Burrata was plated with black tucupi, beiju de tapioca and lacinato kale. The soft cheese has a fairly thick rind, which was edible, and was topped with flecks of roasted garlic. There was a little spice in the side ingredients. The ‘tortilla’ served with it was made from tapioca and had a spongy-chewy texture. I liked it – it reminded me of the big tapioca balls you get in the bottom of bubble tea only in a flat disk. The kale on top was flash fried to a thin crispy leaf and underneath it is softer.
Pappardelle was with a mushroom ragoût, catupiry cheese and garlic chips.

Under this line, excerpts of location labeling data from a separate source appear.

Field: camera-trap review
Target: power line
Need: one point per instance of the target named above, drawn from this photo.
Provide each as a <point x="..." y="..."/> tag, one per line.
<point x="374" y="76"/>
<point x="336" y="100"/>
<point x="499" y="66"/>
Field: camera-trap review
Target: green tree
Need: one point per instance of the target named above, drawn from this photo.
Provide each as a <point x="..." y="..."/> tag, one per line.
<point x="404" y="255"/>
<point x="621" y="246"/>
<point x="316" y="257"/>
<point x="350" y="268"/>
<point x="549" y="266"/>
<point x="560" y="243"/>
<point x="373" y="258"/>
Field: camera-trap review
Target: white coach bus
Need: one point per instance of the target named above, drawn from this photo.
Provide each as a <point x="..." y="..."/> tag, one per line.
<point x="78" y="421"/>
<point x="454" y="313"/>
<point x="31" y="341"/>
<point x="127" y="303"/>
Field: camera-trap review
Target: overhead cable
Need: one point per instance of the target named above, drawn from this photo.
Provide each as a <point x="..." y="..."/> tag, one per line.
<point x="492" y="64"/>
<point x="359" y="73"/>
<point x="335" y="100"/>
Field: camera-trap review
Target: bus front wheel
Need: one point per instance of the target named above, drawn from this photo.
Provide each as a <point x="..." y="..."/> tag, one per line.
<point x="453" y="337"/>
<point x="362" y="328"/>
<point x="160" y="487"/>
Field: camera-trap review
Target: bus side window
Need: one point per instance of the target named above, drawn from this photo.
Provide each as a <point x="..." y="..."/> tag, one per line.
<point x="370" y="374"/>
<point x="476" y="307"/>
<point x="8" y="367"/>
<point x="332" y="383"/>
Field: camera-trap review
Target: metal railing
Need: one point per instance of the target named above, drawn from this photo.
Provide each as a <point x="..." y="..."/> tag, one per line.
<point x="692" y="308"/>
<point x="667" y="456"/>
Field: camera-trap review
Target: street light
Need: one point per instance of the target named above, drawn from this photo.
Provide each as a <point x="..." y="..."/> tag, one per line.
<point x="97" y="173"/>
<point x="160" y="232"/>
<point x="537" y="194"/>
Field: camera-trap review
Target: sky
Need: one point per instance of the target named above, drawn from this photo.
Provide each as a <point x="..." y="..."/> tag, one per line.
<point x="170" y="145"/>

There were actually 2 kinds of cheese in the dish, one a Brazilian soft cheese, catupiry, and the other grated Romano that was on top. The pasta was cooked nicely and had a good thickness to go with the tasty sauce.
Crispy polenta was alongside grilled octopus, banana pepper and liguica aioli. The well-grilled octopus was a small tentacle under the greens. It was nicely chewy with a grilled flavor. The polenta was fried to a perfectly crisp exterior leaving the inside soft and corny. One of the components in the greens or sauce had a little spice kick that added to the flavor. This one had fun textures to eat.
Dry-aged pork loin was with molho campanha, gai lan and chicharrón. The pork was a rib-eye cut and been aged 14 days. it turned out juicy, pink and tender. The sauce was similar to a barbecue sauce and the greens were Chinese broccoli. The chicharrón were slightly stale and thus not crisp but the pork was fine without them.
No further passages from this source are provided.